PORT ANGELES — The Port Angeles Harbor-Works Development Authority passed a “due diligence” agreement with Rayonier Properties LLC for fact-finding work that will determine whether the 75-acre former pulp mill site on Port Angeles Harbor can be redeveloped.
The agreement will determine the risks, liabilities and feasibility of redeveloping the waterfront property east of downtown.
“I would call it not information, but a well of enlightenment, where we can make judgments about whether we can proceed or not,” said Jeff Lincoln, Harbor-Works’ executive director, before the board voted unanimously to approve the agreement in a special meeting Monday.
Armed with $1 million in loans from the city of Port Angeles and Port of Port Angeles, Harbor-Works will spend $380,460 to study the site, with $69,540 left in as a contingency balance.
Those numbers add up to the $450,000 that Harbor-Works budgeted to assess the site in 2009-2010.
“We expect to see additional costs as we learn more about what we don’t know,” Lincoln said.

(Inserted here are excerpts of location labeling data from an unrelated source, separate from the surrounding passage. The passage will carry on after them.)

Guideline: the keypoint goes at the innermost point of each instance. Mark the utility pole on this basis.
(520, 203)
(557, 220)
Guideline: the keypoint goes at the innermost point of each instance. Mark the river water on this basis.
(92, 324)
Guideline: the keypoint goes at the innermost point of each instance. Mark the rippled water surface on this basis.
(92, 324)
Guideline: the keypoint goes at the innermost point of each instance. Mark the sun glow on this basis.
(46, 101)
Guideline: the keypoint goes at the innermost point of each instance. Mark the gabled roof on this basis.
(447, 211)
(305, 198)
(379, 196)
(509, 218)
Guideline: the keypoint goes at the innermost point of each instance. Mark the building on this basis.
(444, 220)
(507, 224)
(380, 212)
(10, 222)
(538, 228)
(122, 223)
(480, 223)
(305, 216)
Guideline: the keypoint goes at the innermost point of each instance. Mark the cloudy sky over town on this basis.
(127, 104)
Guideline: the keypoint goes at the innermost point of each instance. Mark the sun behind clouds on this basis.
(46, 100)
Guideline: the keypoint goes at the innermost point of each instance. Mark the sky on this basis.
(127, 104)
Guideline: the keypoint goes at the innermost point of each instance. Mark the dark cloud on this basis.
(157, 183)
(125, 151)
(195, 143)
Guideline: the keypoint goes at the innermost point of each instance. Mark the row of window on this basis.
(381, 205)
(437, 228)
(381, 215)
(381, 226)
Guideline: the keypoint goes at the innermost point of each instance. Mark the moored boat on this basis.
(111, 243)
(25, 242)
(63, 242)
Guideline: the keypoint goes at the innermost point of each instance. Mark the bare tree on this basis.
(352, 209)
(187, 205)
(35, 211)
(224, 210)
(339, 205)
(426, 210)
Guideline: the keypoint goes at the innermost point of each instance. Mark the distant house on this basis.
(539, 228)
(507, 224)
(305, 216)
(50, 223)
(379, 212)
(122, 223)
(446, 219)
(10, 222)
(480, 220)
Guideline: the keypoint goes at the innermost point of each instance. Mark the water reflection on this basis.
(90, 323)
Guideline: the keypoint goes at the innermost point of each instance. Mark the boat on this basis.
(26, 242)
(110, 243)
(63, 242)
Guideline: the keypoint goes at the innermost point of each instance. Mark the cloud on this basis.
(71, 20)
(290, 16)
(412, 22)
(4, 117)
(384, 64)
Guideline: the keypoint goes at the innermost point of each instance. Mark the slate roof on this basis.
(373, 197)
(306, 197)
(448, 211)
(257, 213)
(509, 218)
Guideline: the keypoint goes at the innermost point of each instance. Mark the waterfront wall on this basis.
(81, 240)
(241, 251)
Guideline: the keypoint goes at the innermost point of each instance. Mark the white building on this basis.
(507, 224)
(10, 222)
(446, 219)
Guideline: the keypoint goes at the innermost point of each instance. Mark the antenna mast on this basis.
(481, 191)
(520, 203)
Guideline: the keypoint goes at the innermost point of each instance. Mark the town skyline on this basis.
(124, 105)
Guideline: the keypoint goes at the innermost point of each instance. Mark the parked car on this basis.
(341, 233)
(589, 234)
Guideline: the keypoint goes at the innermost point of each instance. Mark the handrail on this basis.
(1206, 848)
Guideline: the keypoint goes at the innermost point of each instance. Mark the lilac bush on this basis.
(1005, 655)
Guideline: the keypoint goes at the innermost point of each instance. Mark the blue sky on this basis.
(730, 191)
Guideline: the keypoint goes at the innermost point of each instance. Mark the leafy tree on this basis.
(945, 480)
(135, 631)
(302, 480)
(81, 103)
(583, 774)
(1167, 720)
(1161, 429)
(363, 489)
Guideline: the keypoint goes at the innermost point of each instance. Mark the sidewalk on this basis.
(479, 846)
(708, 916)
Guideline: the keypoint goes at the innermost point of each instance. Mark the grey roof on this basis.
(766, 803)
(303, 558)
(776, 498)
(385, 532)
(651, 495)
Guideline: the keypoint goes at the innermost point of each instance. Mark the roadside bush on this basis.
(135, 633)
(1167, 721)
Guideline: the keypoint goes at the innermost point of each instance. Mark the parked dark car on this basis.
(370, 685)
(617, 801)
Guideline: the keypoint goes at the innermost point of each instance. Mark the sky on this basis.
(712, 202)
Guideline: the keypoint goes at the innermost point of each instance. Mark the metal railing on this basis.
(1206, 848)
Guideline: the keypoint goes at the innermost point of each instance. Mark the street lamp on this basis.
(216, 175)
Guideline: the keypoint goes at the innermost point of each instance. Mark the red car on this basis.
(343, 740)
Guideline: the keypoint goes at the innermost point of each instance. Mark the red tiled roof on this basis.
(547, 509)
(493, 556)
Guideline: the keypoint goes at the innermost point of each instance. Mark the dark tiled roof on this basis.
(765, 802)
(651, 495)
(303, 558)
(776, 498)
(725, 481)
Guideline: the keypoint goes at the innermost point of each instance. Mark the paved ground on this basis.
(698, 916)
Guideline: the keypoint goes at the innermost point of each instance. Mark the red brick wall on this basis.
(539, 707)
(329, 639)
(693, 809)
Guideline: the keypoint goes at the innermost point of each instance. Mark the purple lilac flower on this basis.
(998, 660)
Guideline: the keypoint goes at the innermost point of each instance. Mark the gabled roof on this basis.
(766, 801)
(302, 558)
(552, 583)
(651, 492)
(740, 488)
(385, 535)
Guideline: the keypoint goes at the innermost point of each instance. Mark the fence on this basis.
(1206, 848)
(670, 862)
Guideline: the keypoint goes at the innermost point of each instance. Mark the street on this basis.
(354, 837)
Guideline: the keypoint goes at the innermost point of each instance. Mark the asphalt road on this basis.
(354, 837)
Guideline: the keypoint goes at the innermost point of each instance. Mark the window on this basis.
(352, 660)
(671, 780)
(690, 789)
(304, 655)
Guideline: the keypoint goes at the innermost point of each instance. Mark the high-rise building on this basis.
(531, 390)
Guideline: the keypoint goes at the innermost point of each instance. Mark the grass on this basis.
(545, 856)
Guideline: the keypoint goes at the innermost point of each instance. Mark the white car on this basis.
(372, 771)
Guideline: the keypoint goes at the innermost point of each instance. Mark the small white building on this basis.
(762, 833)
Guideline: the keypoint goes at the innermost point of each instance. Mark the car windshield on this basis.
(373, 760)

“We have established a budget with contingencies that will allow us to respond to the unknowns as they are identified.”
After approving the two $500,000 loans from the city and port, the board unanimously passed a professional services agreement with Federal Way-based BergerABAM for engineering, planning and environmental work as part of the due diligence.
The analyses are expected to be completed in mid-2010.
“The hard work is going to come in the next four to five months,” Lincoln said.
According to the agreement, Rayonier will provide access to the site and access to its data.
Rayonier also agrees that it won’t sell the site to anyone else during the 13-month evaluation.
“We are very pleased Rayonier has expressed their willingness to work with Harbor-Works and the Lower Elwha Klallam tribe to further our goals of cleaning up the site and restoring it to productive use,” said Orville Campbell, Harbor-Works board president.
Legal services agreement
In other action on Tuesday, the board unanimously authorized Lincoln to enter into a professional services agreement with a Tacoma law firm, Gordon, Thomas, Honeywell, Malanca, Peterson & Daheim, LLP, for legal services through July 2010.
The amount is not to exceed $123,500.
The city created Harbor-Works, with support from the Port of Port Angeles, in May 2008 to acquire the former mill site and redevelop the property on which a tribal village once existed.
The public development authority is expected to assist in the environmental cleanup of the land. Exactly to what extent is dependent upon negotiations with Rayonier.
The Rayonier property has been a state Department of Ecology cleanup site since 2000. It is contaminated with pockets of PCBs, dioxin, arsenic and other toxins left by the pulp mill, which operated for 68 years before closing in 1997.
In 2000, the U.S. Environmental Protection Agency called the site “moderately contaminated,” about 2 or 3 on a scale to 10.